Pollster Predictive Performance, 51 out of 51

11/07/2012 10:06 am ET | Updated Jan 07, 2013
  • Simon Jackman Professor of Political Science, Stanford University

The morning after a good night for the predictions we made with my poll-averaging model...

The headline: If Florida stays in the Obama column, we will have called each state correctly: 51 out of 51, and the Obama Electoral College count bang on 332.

We're not alone on this. Drew Linzer at Votomatic, Nate Silver at FiveThirtyEight, Sam Wang... it looks like we've all hit it.

And think about that for a moment. The "quant triumph" here is more about the way we've approached the problem: a blend of political insight, statistical modeling, a ton of code and a fire hose of data from the pollsters. Since at least four or five of us will claim 51/51 (subject to FL) this cycle, it's not "a Nate thing." It's a data-meets-good-model, scientific-method thing. Mark Blumenthal has expressed similar thoughts here.

The final national popular vote estimate from my model was 50.86 percent, two-party for Obama. This came out of the final run I made after publishing 50.8 percent and for assessing accuracy I'll be bound by that 50.8 percent estimate. Right now (9 a.m. Eastern) AP is saying 51.1 percent, Obama two-party, so we're off by 0.3 percentage points at this stage, a figure that I expect to see rise over the course of the vote count.

State-by-state point predictions: See the graph, below, with predictions on the horizontal axis, actual counts (using the recent data from AP) on the vertical axis, all in two-party terms. If the predictions were perfect, the points in the graph would lie on the 45 degree line.


We underestimated Obama support in Hawaii by a substantial margin, enough to degrade the overall performance of the point predictions. RMSE is 2.18 points, the median absolute error is 1.35 points (the MAE measure down-weights the Hawaii error). Not too shabby, and I'm happy to have bigger misses in the non-competitive states. Indeed, given where the balance of the polling was (more of it in the swing states!), any model relying on the polls will tend to do better in those more competitive, more frequently polled states.

If we compare the state-by-state predicted probabilities of Obama winning with the actual outcomes, we obtain the following graph. We generally assigned low (high) probabilities of Obama wins in the states Obama lost (won). A corollary of having called all states correctly is that we never assigned Obama win probabilities lower (greater) than 50 percent in states that Obama won (lost). Furthermore, my model produced uncertain forecasts in relatively few cases (e.g., Florida, Virginia, North Carolina), which is a measure of its predictive power.


A widely used measure of predictive performance is Brier scoring with lower scores indicative of better performance. The score for my predictions is 0.0091; a prediction rule that said every states was a 50-50 proposition would have a Brier score of 0.25. We'll see how that stacks up against other models out there.

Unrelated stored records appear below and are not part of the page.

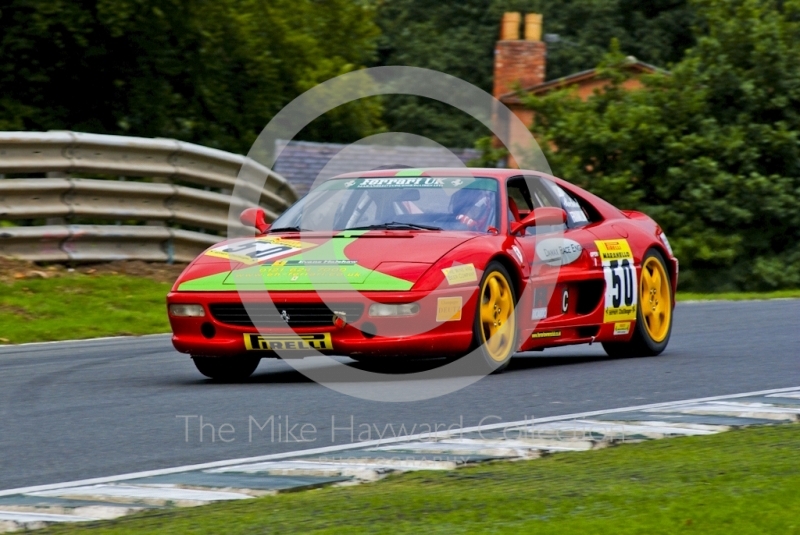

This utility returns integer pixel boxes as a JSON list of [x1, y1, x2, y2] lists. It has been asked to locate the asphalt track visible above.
[[0, 300, 800, 490]]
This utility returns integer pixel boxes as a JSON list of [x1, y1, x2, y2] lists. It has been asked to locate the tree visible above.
[[527, 0, 800, 290], [0, 0, 381, 152], [376, 0, 692, 147]]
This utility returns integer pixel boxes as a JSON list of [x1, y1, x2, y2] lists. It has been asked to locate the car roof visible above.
[[333, 167, 550, 180]]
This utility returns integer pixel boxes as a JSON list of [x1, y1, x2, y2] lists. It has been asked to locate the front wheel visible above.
[[473, 262, 517, 373], [192, 357, 261, 381], [603, 249, 674, 357]]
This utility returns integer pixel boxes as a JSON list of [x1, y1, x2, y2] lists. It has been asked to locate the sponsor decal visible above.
[[594, 239, 633, 262], [536, 238, 583, 266], [436, 297, 462, 321], [614, 321, 631, 336], [569, 210, 589, 223], [263, 260, 358, 267], [531, 331, 561, 338], [531, 288, 550, 320], [334, 178, 497, 191], [442, 264, 478, 286], [511, 245, 525, 265], [348, 176, 444, 189], [206, 236, 316, 264], [244, 333, 333, 351], [531, 307, 547, 320], [595, 239, 638, 323]]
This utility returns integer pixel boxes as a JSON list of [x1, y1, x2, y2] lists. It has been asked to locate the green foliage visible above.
[[377, 0, 693, 147], [0, 0, 381, 152], [0, 273, 171, 344], [527, 0, 800, 291], [40, 423, 800, 535]]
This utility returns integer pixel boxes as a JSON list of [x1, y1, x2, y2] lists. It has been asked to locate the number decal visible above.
[[595, 240, 637, 322]]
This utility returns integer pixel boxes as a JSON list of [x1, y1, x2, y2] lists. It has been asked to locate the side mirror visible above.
[[511, 206, 567, 234], [239, 207, 270, 234]]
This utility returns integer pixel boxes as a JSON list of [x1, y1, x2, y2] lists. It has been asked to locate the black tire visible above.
[[472, 261, 518, 373], [603, 249, 675, 358], [192, 356, 261, 381]]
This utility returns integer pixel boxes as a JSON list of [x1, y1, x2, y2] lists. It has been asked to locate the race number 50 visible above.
[[595, 239, 638, 323], [606, 260, 634, 308]]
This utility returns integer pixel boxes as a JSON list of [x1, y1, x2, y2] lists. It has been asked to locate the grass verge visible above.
[[40, 425, 800, 535], [676, 289, 800, 302], [0, 259, 800, 344], [0, 273, 171, 344]]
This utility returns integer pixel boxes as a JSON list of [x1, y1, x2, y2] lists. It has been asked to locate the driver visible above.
[[450, 188, 494, 232]]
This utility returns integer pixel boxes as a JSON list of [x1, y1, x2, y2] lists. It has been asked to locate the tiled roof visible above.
[[498, 56, 669, 104], [273, 139, 480, 196]]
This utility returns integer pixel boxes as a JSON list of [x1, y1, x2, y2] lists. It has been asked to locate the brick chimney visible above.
[[492, 13, 547, 97]]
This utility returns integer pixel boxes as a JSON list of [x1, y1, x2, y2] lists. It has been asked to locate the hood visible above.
[[175, 230, 478, 292]]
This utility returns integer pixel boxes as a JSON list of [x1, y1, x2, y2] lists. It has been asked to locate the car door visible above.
[[507, 176, 594, 322]]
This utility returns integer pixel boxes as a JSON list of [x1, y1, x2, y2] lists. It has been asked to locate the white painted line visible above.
[[0, 386, 800, 496], [0, 511, 98, 524], [510, 420, 716, 440], [0, 333, 172, 355], [428, 435, 594, 456], [598, 420, 731, 434], [767, 392, 800, 403], [26, 485, 252, 502], [648, 403, 800, 420]]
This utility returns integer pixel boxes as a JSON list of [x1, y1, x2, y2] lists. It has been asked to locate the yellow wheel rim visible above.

Critically, these forecast probabilities were just that -- forecast probabilities -- not model-based, poll-average probabilities of an Obama lead in the polls. The forecast probabilities hedge a little, reflecting uncertainty about the mapping from a poll average to an election outcome (as I explained in an earlier post). The probabilities we were displaying on the maps on the Pollster dashboard during the campaign were the more confident, "probability of Obama lead" quantities, not the forecast probabilities shown here. An even more impressive Brier score would result from plugging in the "probability of Obama lead" numbers, but we made a clear distinction between these two quantities; it wouldn't be right to "unhedge" now that we've observed the election results.